Magistrati e politica, i confini stabiliti

GIUSTIZIA. La disputa, scoppiata dopo l’ordinanza della magistrata, Iolanda Apostolico, sulla liberazione di un immigrato trattenuto in cattività, non accenna a spegnersi.

Al contrario, anche perché le forze di governo continuano ad attaccare il provvedimento, arrivando ad una sorta di «caccia alle streghe» mediante i video messi in circolazione da Salvini. Il tono della vicenda rischia di aggravarsi, poiché un altro magistrato di Catania ha ritenuto inapplicabile parte del decreto legge con il quale il governo, dopo la strage di Cutro, ha emanato norme fortemente restrittive in tema di migranti. Lo scontro sta assumendo toni allarmanti, perché le implicazioni che ne stanno derivando sono particolarmente insidiose. Il ministro e vice presidente del Consiglio pigia il piede sull’acceleratore della polemica, dimenticando che i magistrati sono tenuti a rispettare le leggi ed hanno la facoltà di interpretarne i contenuti. Nel caso di specie la magistrata ha operato anche sulla base di una sentenza della Cassazione, a giudizio della quale «la normativa interna incompatibile con quella dell’Ue va disapplicata dal giudice nazionale». Sul caso in questione il ministro della Giustizia Nordio ha affermato che la giudice poteva prendere il provvedimento ma non doveva farlo. Si immagina, per ragioni di opportunità. In effetti, la sua posizione è pienamente condivisibile. La magistrata avrebbe dovuto - per cautelare, prima ancora che sé stessa, il ruolo della giurisdizione nel suo insieme - chiedere di non vedersi affidato il compito di giudicare la questione. In una democrazia ordinata i magistrati, portatori di un potere autonomo, garantito dalla Costituzione, non soltanto devono essere imparziali, ma anche apparire tali innanzi alla pubblica opinione.

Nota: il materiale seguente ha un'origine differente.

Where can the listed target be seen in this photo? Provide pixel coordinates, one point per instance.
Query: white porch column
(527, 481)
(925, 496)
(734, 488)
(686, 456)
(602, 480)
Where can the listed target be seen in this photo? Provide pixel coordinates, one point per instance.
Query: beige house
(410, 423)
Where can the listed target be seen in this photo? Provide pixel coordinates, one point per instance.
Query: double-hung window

Per cogliere il nesso profondo dei rapporti tra politica e magistratura è forse opportuno ricapitolarne l’evoluzione. Nello Stato liberale la magistratura era quasi totalmente condizionata dal potere politico. Nel ventennio fascista si verificò un progressivo asservimento dei magistrati agli indirizzi della dittatura. Il vero momento di rottura - sul piano dell’ordinamento, ma non meno per ciò che riguardò l’assetto interno della magistratura - è rinvenibile nell’arco di tempo che va dal 1946 al 1948, nel quale la prospettiva dell’indipendenza della magistratura da mera opzione formale divenne punto cruciale di un percorso di profonda revisione della funzione della giustizia e del suo ordinamento in uno Stato democratico. I cambiamenti effettivi hanno avuto vicende lunghe e sovente tormentate, ma non per questo poco influenti sulle dinamiche tra poteri e sul terreno della certezza del diritto. Lo smottamento avvenne, come noto, con le inchieste del 1992 di Mani pulite. Gli interventi della magistratura milanese sortirono l’effetto (forse nemmeno previsto dai protagonisti) di smantellare un equilibrio tra le forze politiche durato oltre quattro decenni. Dopo quel traumatico momento si è iniziato a riflettere sui rapporti che intercorrono tra magistrati e sistemi politici, e più in generale tra giustizia e potere. In particolare sulla circostanza che l’estensione dei diritti civili a nuovi soggetti sempre più spesso chiede ai magistrati di esprimersi su questioni di forte attualità politica.

Un giudizio prezioso, e tuttora assolutamente idoneo a comprendere come si possano contemperare il ruolo e l’azione dei due poteri, fu espresso da Salvatore Lener su «La Civiltà Cattolica» del 17 maggio 1947, mentre si stava costruendo il testo della Costituzione. Egli affermava testualmente: «L’imparzialità del giudice non è soltanto una condizione per la migliore amministrazione della giustizia, non è una mera qualità dell’organo giurisdizionale; ma è l’elemento che definisce semplicemente la stessa natura delle funzione giurisdizionale nei confronti delle altre funzioni sovrane e, particolarmente, di quella esecutiva».